Last Friday, January 30, was a classic Hotchkiss day for me. I set my alarm for earlier than usual, intending to study for a math test and work on a history assignment due at 10 p.m. The -4 degree weather made it especially difficult to get out of bed, but I rallied. Realizing it was a Plus-One day when I encountered my floormates adjusting their ties in the bathroom, I went back to my room to change, squeezing into my middle school suit and pinning back my dad’s extra-large button-down—my typical plus-one clothes were at the dry cleaners.
I speed-walked to breakfast, hunkering down in a booth with coffee and my math review packet. Taking a scroll break, I opened Instagram to an announcement that one of the colleges I applied to was releasing decisions that afternoon, just what I needed: something else to stress about. I kept swiping, mindlessly passing over infographics about the protests in Minneapolis, distracted by the pressures in my school life that took precedent. This trance was broken, however, by a tweet from Attorney General Pam Bondi: “At my direction, early this morning, federal agents arrested Don Lemon in connection with the coordinated attack on Cities Church in St. Paul, Minnesota.”
For whatever reason, Bondi’s statement struck a nerve that no other story or picture that morning had. Like so many of the scenes coming out of Minneapolis, there is no nuance to Lemon’s arrest. The journalist was taken into custody for covering a protest, an undeniable infringement of the fundamental right to a free press. And still, the situation didn’t come up once in any of the interactions I had that day.

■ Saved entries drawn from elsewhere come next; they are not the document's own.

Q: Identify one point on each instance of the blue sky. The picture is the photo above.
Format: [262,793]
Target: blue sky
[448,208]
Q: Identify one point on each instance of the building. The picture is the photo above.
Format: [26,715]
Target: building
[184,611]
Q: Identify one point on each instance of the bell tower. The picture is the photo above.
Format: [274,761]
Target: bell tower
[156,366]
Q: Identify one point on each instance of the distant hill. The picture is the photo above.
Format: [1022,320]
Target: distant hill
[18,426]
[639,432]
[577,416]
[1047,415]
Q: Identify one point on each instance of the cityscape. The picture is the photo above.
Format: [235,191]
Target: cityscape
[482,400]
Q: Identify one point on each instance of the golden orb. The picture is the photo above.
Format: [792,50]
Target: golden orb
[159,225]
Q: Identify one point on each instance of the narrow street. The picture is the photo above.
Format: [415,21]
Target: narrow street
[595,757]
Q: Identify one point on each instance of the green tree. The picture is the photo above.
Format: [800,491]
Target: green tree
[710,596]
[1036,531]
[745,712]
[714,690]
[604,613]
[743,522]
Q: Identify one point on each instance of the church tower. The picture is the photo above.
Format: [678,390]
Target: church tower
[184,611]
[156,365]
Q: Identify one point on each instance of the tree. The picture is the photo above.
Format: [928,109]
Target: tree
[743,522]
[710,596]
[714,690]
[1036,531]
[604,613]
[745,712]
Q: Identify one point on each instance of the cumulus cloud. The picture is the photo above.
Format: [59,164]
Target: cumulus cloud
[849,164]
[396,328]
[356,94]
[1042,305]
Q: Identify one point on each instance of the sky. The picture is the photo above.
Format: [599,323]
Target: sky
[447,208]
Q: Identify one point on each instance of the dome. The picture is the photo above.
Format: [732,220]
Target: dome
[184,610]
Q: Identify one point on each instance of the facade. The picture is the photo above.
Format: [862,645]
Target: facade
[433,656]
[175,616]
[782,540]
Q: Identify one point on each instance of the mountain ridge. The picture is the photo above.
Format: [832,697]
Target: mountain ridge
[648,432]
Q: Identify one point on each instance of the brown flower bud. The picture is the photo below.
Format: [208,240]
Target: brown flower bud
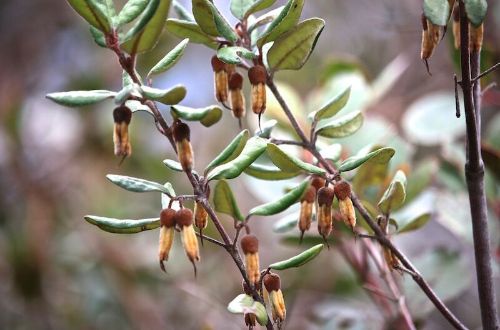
[184,219]
[250,319]
[273,286]
[475,38]
[258,76]
[342,190]
[325,200]
[200,216]
[250,247]
[236,97]
[122,116]
[167,221]
[184,149]
[220,79]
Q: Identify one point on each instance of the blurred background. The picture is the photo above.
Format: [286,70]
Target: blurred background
[59,272]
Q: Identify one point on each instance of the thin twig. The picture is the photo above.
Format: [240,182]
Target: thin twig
[474,172]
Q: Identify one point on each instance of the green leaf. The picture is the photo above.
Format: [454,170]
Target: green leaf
[373,172]
[125,226]
[287,19]
[282,203]
[185,29]
[240,304]
[130,11]
[93,12]
[341,127]
[291,50]
[223,27]
[145,38]
[299,259]
[204,16]
[271,173]
[224,201]
[289,163]
[230,170]
[414,223]
[287,223]
[98,37]
[395,194]
[182,12]
[170,96]
[173,165]
[233,54]
[437,11]
[206,116]
[333,106]
[136,184]
[266,129]
[170,59]
[476,11]
[230,152]
[80,98]
[241,9]
[382,155]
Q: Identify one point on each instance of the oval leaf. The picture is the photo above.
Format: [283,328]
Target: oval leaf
[333,106]
[170,59]
[206,116]
[282,203]
[232,55]
[130,11]
[136,184]
[185,29]
[289,163]
[291,51]
[286,20]
[271,173]
[241,9]
[230,170]
[202,12]
[92,12]
[437,11]
[383,155]
[80,98]
[395,194]
[341,127]
[230,152]
[147,37]
[298,260]
[125,226]
[166,96]
[224,201]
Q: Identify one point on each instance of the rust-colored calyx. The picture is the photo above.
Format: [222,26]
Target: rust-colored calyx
[181,132]
[325,196]
[235,81]
[309,195]
[249,244]
[342,190]
[167,218]
[122,114]
[272,282]
[184,217]
[257,75]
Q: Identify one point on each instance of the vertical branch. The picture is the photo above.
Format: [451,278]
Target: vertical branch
[474,172]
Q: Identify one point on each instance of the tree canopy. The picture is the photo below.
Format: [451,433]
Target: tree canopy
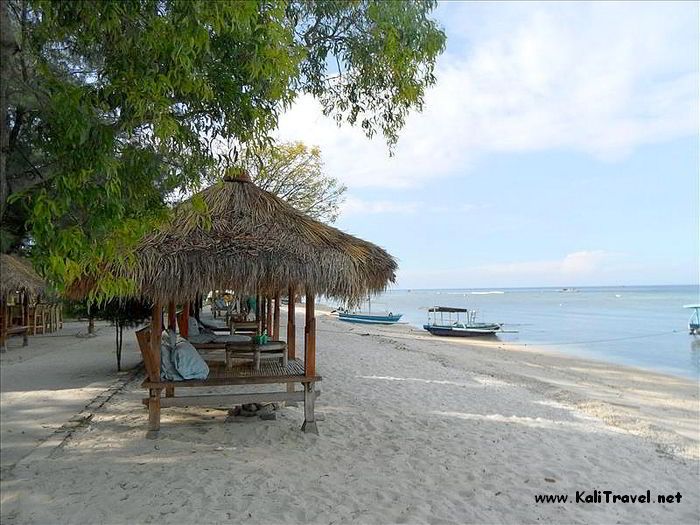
[294,172]
[108,107]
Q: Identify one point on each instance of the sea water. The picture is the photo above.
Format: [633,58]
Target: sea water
[644,326]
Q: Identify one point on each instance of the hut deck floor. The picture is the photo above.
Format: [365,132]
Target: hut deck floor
[271,371]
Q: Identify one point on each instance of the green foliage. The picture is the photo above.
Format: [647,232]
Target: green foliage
[294,172]
[110,108]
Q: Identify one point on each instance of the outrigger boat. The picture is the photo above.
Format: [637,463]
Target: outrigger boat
[368,317]
[694,322]
[458,327]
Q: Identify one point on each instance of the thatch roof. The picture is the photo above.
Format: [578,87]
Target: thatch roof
[17,274]
[254,241]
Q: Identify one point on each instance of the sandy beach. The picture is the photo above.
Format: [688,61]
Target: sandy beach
[416,429]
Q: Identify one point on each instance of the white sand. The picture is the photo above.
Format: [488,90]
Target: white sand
[416,430]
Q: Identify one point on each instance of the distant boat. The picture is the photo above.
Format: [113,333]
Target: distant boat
[694,322]
[368,317]
[457,327]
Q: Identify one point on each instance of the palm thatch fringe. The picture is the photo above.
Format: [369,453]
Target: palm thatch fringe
[18,275]
[251,241]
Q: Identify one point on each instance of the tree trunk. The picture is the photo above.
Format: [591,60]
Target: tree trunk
[7,47]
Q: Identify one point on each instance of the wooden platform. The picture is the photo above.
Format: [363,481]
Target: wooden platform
[271,371]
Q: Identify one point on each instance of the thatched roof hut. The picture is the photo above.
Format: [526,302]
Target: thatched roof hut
[17,275]
[233,235]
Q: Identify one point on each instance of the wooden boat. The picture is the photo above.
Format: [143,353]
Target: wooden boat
[368,317]
[451,327]
[694,322]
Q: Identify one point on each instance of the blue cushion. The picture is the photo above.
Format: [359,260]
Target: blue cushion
[192,326]
[167,367]
[188,362]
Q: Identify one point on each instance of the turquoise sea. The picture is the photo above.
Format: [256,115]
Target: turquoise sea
[644,326]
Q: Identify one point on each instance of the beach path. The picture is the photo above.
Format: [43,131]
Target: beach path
[44,385]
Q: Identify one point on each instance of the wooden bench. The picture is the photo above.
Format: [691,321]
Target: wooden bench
[269,372]
[16,330]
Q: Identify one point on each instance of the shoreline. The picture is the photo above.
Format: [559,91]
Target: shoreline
[552,348]
[625,396]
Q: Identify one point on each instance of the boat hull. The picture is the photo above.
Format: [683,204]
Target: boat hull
[369,319]
[487,330]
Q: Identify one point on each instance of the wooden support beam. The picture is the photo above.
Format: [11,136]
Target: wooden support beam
[268,315]
[172,322]
[3,325]
[310,337]
[291,327]
[25,318]
[228,400]
[154,346]
[154,410]
[309,403]
[276,319]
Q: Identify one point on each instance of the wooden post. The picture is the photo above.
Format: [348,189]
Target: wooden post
[185,331]
[3,325]
[309,417]
[310,338]
[171,316]
[276,319]
[154,393]
[309,365]
[25,318]
[268,315]
[291,327]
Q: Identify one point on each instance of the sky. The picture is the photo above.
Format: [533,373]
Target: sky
[559,147]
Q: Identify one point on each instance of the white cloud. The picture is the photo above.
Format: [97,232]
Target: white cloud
[356,206]
[599,78]
[577,268]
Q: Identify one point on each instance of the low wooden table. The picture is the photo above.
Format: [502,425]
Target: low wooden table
[271,348]
[246,327]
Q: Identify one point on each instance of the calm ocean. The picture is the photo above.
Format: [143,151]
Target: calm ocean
[644,326]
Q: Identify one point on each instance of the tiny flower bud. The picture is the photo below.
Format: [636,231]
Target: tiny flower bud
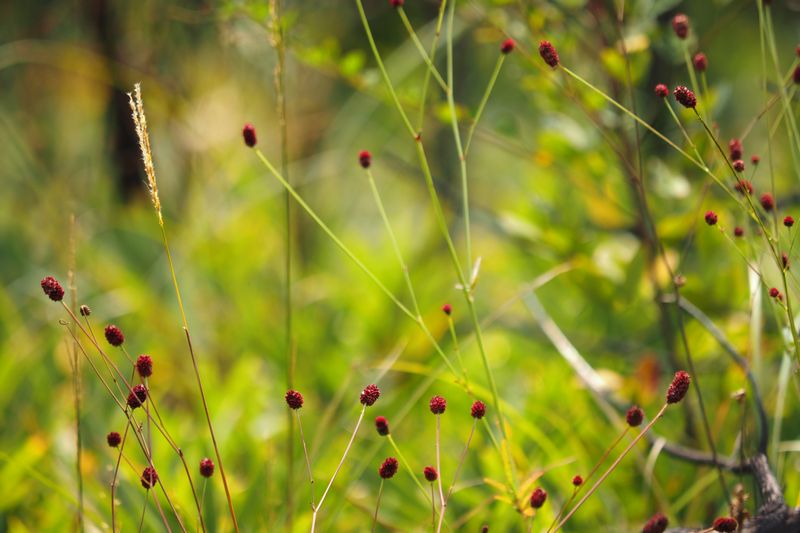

Our apparent indifference to national news isn’t any one person’s fault; it’s the distortive effect of our community’s self-containment. As we get deeper into winter and spend long stretches at school, college decisions, history assignments, and the trouble of picking out Plus-One clothes can feel more consequential than anything happening beyond the borders of Lakeville. But when kidnappings, violations of constitutional rights, and cold-blooded murders can’t break through the Hotchkiss bubble to enter our conversations, it’s unsettling. There’s no clear solution, but one thing is certain: we need to expand the limits of our concern.